Later, when I moved to San Francisco as a young graduate with only $57 in my pocket, the first thing I did was walk to the offices of Ignatius Press to buy Newman’s Plain and Parochial Sermons, written in the 1830s when he was still an Anglican priest. The book cost $54. The next thing I did was find a friend’s apartment to crash in and maybe get dinner.
It was a bad decision financially, but one that has done wonders in my spiritual life. After that, I have spent a lifetime getting to know Newman better. Here are my favorite lessons from the British convert.
Newman helped me understand what heaven is like.
I learned from Newman to stop thinking of heaven as a reward God gives those who work hard. Instead, I learned heaven is a place where people who know and love God get to know and love him more deeply.
“Supposing a man of unholy life were suffered to enter heaven. He would not be happy there; so that it would be no mercy to permit him to enter,” wrote Newman. “When he arrived there, he would find no discourse but that which he had shunned on earth, no pursuits but those he had disliked or despised, nothing which bound him to aught else in the universe, and made him feel at home, nothing which he could enter into and rest upon.”
Heaven is the perfect end of a life spent loving God, not the end reward for a life spent being perfect.
Newman prophetically warned about social media.
Newman once warned that the sin of “notoriety” had been turbo-charged by the “new media” of his day: large circulation daily newspapers.
Think of Facebook and Instagram when you read his warning about “newspaper fame”:
“Never could notoriety exist as it does now, in any former age of the world; now that the news of the hour from all parts of the world, private news as well as public, is brought day by day to every individual,” he wrote. It used to be that only the very rich could cultivate a public persona by spending money on “houses, gardens, and parks.” But now, anyone can achieve notoriety by being covered in the newspaper.
“Notoriety, or, as it may be called, newspaper fame, is … a sort of idol, worshiped for its own sake, and without any reference to the shape in which it comes.”
Newman taught me that our brains don’t convert us — our hearts do.
Newman’s Grammar of Assent shares this brilliant insight into how you can’t argue someone into the faith. You have to love them in.
“The heart is commonly reached, not through the reason, but through the imagination. …. Persons influence us, voices melt us, looks subdue us, deeds inflame us. Many a man will live and die upon a dogma: no man will be a martyr for a conclusion.”
Newman did that for me. He also taught me that it’s hard to be loving with everyone.
I spent my junior year of college at Oxford University, where Newman’s ministry began, and attended several talks about him and his works. One was by an Oxford man active in Newman’s cause.

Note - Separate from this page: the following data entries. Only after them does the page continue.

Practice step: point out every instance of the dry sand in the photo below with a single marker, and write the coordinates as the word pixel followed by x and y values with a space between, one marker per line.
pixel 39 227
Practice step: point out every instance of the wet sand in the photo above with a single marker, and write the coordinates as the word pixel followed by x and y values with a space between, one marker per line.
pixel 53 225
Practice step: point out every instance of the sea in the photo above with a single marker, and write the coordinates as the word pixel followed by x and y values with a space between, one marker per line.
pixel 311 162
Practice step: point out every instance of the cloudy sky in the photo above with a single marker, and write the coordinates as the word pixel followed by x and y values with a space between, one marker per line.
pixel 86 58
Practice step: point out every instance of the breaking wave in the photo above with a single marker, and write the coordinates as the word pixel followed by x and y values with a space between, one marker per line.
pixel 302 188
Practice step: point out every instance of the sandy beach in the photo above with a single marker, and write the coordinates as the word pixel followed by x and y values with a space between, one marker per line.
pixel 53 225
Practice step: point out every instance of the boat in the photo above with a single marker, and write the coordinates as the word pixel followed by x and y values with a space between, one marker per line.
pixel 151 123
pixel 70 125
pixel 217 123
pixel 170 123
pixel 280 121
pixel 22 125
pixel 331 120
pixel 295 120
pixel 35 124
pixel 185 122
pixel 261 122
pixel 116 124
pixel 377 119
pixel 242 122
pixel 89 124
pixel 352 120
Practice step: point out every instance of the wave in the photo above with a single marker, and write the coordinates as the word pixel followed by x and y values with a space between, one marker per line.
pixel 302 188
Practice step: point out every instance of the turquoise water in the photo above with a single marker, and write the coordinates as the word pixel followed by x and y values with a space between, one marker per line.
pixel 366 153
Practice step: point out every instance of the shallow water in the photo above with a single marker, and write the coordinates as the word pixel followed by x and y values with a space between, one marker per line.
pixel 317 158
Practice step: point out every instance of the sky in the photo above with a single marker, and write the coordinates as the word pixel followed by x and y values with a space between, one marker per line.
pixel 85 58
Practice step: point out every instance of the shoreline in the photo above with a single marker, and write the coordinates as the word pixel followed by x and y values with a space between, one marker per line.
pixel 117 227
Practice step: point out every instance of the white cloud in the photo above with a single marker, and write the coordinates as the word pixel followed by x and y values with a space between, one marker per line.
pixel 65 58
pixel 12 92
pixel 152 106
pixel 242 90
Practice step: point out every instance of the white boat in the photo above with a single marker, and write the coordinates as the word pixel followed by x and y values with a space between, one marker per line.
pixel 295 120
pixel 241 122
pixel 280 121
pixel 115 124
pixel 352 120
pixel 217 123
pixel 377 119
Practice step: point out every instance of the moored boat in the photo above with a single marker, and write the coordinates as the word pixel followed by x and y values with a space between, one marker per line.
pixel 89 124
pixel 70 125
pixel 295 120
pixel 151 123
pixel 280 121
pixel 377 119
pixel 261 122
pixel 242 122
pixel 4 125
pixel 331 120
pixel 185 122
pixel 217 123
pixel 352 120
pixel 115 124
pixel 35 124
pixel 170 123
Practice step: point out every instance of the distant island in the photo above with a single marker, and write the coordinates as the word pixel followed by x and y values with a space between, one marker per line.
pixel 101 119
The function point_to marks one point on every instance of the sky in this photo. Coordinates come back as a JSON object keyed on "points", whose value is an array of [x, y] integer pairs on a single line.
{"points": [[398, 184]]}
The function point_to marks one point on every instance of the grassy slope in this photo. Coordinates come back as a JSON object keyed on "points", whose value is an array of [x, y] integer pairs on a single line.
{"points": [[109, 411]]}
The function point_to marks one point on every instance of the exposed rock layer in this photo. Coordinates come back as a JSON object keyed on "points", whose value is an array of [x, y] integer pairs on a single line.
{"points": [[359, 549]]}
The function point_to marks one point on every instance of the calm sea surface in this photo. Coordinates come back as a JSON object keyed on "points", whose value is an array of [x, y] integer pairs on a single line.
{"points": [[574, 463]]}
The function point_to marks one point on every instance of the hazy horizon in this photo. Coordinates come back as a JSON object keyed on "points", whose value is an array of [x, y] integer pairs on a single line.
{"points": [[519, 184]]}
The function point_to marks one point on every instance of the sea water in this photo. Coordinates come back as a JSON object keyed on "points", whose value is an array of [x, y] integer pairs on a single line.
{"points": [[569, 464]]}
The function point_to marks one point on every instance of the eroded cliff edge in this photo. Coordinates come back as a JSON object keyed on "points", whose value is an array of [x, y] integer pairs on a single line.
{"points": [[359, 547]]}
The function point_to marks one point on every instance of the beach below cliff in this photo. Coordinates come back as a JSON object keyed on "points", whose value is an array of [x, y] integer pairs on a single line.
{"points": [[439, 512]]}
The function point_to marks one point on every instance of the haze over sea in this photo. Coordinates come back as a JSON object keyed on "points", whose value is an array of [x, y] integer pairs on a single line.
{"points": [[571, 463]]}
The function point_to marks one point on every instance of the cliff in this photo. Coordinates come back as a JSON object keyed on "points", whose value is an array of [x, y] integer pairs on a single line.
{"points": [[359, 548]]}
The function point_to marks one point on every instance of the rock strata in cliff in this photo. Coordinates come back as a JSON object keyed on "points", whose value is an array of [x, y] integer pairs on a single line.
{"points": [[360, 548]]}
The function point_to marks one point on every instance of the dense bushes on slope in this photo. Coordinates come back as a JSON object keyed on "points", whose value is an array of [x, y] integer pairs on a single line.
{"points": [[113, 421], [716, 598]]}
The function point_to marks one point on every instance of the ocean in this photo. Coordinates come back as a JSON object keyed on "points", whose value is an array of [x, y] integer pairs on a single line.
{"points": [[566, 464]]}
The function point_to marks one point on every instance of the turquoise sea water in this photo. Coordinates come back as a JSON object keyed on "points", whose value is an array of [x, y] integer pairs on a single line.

He shared that the Vatican Congregation for Saints’ Causes received testimony from an acquaintance of Newman who said that whenever he visited Newman, he found him to be surly and abrupt — not saintly at all.
After exhaustive interviews with people who knew Newman, the Vatican filed this testimony with a note that said something like: “Since no other visitor to Newman has described a similar experience, we are forced to conclude that Newman’s normally sunny mood was only darkened by visits from this particular individual.”
In other words, even saints had certain people in their lives that they had a hard time dealing with.
Then, Newman helped me focus on each day’s holiness.
Once, when Newman was stuck in Italy, sick and unable to find a boat back to England, he found himself bursting into sobs.
He decided, while he was stuck, he would keep busy visiting churches in the area. There he found peace, which he expressed in a poem that was later made into a hymn:
“Lead, kindly Light, amid th’ encircling gloom … The night is dark, and I am far from home … Keep Thou my feet; I do not ask to see / The distant scene; one step enough for me.”
Heaven is a long way off and life is hard. So be it. One step is enough right now.